Matt Windman, am NY: "The Gershwins' Porgy and Bess," which trims the show's length to two and a half hours and adds new dialogue by avant-garde playwright Suzan Lori-Parks, both preserves the integrity of the original piece and makes for absolutely thrilling musical theater. It is directed by Diane Paulus, who staged the recent "Hair" revival.
Don Aucoin, Boston Globe: Now that the far-from-happy dust has settled from Stephen Sondheim’s preemptive broadside, now that the American Repertory Theater production of “The Gershwins’ Porgy and Bess’’ has finally arrived on Broadway, it can be seen, and gloriously heard, for what it is: a fully realized work that pays homage to a classic while infusing it with new, thrilling life.
Michael Musto, The Village Voice: In all three duets, singing and acting fluidly combine to take you to the heart of the happy-dust-toking, volatile, longing, and feeling Catfish Row crew.
Robert Feldberg, NorthJersey.com: This is a sturdy, at times impressive, version of "Porgy and Bess." But if the goal was to make it a vital drama, that doesn't happen.
Howard Shapiro, Philadelphia Inquirer: The immensely satisfying Porgy and Bess that opened in a Broadway revival Thursday night is not your grandma's P&B. In a controversial makeover that has ended up neither controversial nor very much made over, what you get is a compelling and confident mixture of opera and stage sense that drives the music as well as the story.
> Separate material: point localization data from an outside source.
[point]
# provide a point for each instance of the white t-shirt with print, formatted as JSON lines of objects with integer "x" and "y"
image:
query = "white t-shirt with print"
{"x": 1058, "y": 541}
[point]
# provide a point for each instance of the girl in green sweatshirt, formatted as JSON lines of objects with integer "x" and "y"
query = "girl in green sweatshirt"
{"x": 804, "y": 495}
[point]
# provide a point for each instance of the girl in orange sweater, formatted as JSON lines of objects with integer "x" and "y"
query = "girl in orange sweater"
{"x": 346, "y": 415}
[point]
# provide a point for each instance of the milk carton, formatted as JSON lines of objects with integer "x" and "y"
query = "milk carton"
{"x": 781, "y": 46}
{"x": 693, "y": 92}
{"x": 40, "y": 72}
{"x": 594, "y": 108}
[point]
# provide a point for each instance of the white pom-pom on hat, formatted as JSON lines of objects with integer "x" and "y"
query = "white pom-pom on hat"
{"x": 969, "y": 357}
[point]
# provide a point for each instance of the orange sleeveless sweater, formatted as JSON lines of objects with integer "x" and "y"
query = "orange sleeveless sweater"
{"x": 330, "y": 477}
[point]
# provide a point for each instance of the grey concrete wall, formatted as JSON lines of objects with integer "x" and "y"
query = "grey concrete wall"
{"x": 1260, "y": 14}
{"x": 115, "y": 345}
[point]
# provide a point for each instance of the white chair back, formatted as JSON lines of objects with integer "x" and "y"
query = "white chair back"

Robert Feldberg, Bergen Record: In working out their approach to the celebrated folk opera, during rehearsals and an out-of-town tryout, director Diane Paulus and adaptors Suzan-Lori Parks and Diedre L. Murray pretty much circled back to the original 1935 show created by George and Ira Gershwin and DuBose and Dorothy Heyward. Aside from turning some sung sections into spoken dialogue, adding small details about the characters and incorporating a few new staging ideas, this is a traditional rendering of the lives of the poor black inhabitants of Catfish Row in Charleston, S.C.
David Cote, Time Out NY: On balance, does it work? Yes, as a version of Porgy and Bess. There have been valid variants on the classic ever since the 1942 musical-theater adaptation on Broadway. I’m not going to pine for an “authentic” take or howl that Paulus & Co. have sold out the Gershwins. Due to a fine cast, some clever dramaturgy and the inherent musical glories of the material, the new Porgy and Bess has integrity. Does it have more or greater integrity than what you’d see in an opera house? I’m no purist, so it ain’t necessarily so.
Erik Haagensen, Backstage: Norm Lewis, as Porgy, is the show's saving grace, singing powerfully and playing with a simplicity and quiet intensity that only make McDonald's work seem more artificial. The supporting cast is a mixed bag, with Nikki Renée Daniels' charming Clara, Joshua Henry's boyish Jake, and Phillip Boykin's glowering Crown—Bess' abusive lover—coming off best. NaTasha Yvette Williams' Mariah, the matriarch of Catfish Row, is too cute, especially in the contemptuous "I Hates Your Strutting Style," and Bryonha Marie Parham, as the suddenly widowed Serena, fills the searing "My Man's Gone Now" with awkward indicating rather than honest emotion.